Principle:ClickHouse ClickHouse MIME Multipart Processing
ClickHouse_ClickHouse
Implementation:ClickHouse_ClickHouse_Poco_MultipartReader
Purpose
Defines the principles behind parsing and processing MIME multipart message bodies as specified by RFC 2046. Multipart messages allow a single HTTP message body to contain multiple distinct data sections, each separated by a boundary string. This is essential for features such as file uploads (multipart/form-data), mixed-content responses, and email attachments.
Theoretical Basis
The MIME multipart format (RFC 2046, Section 5) structures a message body as a sequence of body parts delimited by a boundary string.
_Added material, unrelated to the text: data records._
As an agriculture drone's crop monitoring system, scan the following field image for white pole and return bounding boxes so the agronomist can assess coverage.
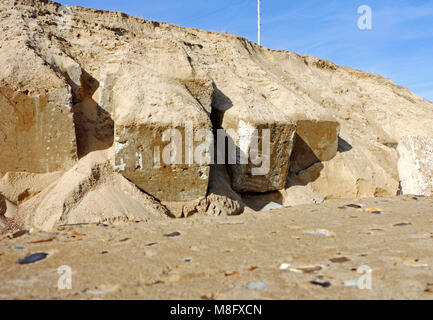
[257,0,260,45]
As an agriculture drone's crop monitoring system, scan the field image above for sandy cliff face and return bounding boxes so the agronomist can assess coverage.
[0,0,433,229]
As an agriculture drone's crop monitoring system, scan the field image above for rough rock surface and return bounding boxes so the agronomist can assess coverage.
[397,136,433,196]
[113,68,213,201]
[0,194,19,235]
[290,120,340,173]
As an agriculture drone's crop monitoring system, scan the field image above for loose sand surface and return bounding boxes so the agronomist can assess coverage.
[0,196,433,299]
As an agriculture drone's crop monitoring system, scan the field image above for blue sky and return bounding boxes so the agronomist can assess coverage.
[60,0,433,101]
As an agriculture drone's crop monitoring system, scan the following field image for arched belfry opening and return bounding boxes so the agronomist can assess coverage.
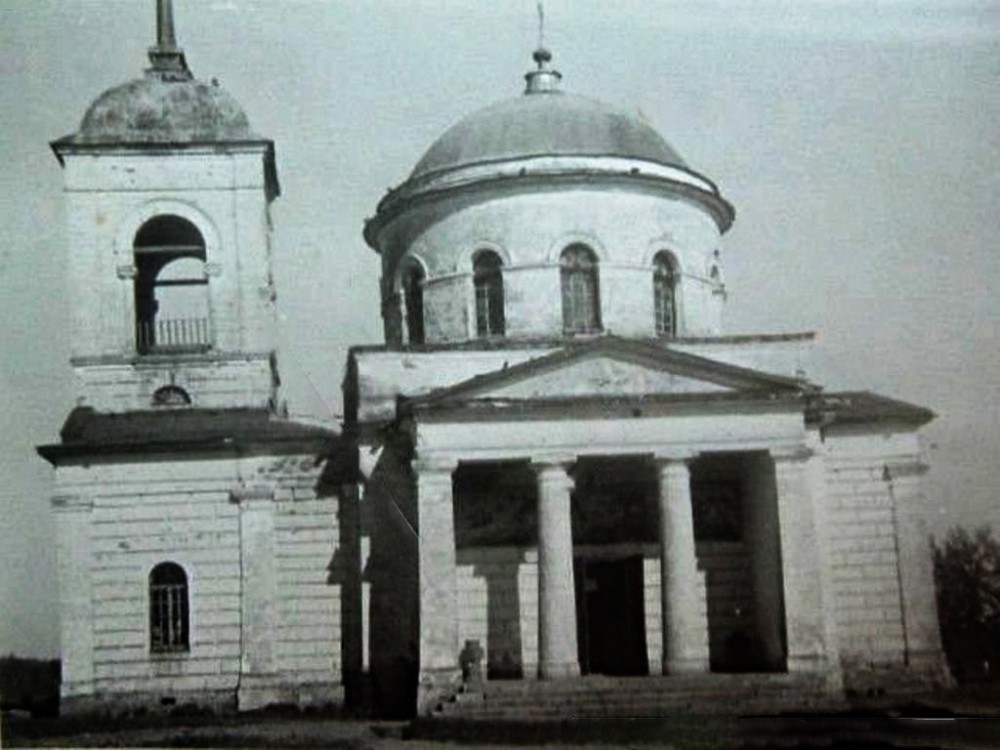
[133,215,211,354]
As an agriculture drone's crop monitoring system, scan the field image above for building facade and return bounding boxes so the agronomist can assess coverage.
[39,0,947,724]
[39,2,343,711]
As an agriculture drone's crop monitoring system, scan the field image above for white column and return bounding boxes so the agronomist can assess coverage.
[533,463,580,679]
[656,457,709,674]
[772,449,835,672]
[231,486,281,711]
[885,462,950,684]
[52,495,95,710]
[413,460,461,714]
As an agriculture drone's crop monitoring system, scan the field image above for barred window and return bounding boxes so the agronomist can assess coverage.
[472,250,506,338]
[653,252,677,336]
[403,262,424,344]
[149,562,190,653]
[559,245,601,334]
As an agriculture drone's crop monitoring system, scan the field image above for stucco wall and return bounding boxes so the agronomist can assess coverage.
[64,146,275,412]
[56,456,340,710]
[382,187,724,342]
[824,427,947,689]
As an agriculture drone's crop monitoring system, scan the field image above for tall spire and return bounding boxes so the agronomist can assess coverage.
[149,0,192,81]
[524,2,562,94]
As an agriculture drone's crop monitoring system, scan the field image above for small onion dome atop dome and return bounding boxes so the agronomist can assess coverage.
[410,49,686,179]
[61,0,261,145]
[73,76,259,144]
[364,49,735,250]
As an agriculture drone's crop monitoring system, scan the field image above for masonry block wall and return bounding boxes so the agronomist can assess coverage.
[54,456,341,711]
[824,429,949,689]
[382,188,723,343]
[64,149,275,408]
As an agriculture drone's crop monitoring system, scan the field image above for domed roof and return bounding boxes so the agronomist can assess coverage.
[73,72,255,143]
[410,50,686,179]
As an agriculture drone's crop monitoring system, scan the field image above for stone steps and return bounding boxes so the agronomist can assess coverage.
[434,674,840,720]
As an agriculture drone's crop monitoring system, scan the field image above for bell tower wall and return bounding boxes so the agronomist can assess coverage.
[60,141,277,411]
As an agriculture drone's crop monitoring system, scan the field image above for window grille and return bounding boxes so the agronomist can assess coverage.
[653,253,677,336]
[560,245,601,334]
[473,250,506,338]
[149,563,190,653]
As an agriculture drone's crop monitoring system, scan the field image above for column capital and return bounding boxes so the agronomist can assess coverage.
[531,458,576,489]
[768,445,816,464]
[653,449,698,467]
[51,495,94,513]
[229,484,274,509]
[410,453,458,476]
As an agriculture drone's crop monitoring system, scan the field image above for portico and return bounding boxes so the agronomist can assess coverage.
[401,346,831,705]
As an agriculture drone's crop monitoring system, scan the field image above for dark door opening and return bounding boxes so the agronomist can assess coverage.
[576,555,649,675]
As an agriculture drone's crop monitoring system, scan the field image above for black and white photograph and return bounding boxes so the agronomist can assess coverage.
[0,0,1000,750]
The key invariants are:
- The boundary string is declared in the `Content-Type` header as a parameter (e.g., `Content-Type: multipart/form-data; boundary=----WebKitFormBoundary`).
- Each boundary line begins with `--` followed by the boundary string.
- The final boundary line ends with an additional `--` suffix, indicating no further parts remain.
- Each part carries its own set of MIME headers (e.g., `Content-Disposition`, `Content-Type`) followed by a blank line and the part body.
- The preamble (text before the first boundary) and epilogue (text after the closing boundary) are to be ignored by conforming parsers.
The parsing algorithm is fundamentally a state machine that reads characters from an input stream:
- Locate the first boundary line.
- For each subsequent part, parse the part headers and stream the part body until the next boundary.
- Detect the closing boundary (with `--` suffix) to signal end of multipart content.
Key Properties
- Boundary-delimited framing: Parts are separated by a unique boundary token that must not appear within the body content itself.
- Streaming capability: Parts can be read incrementally without buffering the entire message, enabling processing of large payloads.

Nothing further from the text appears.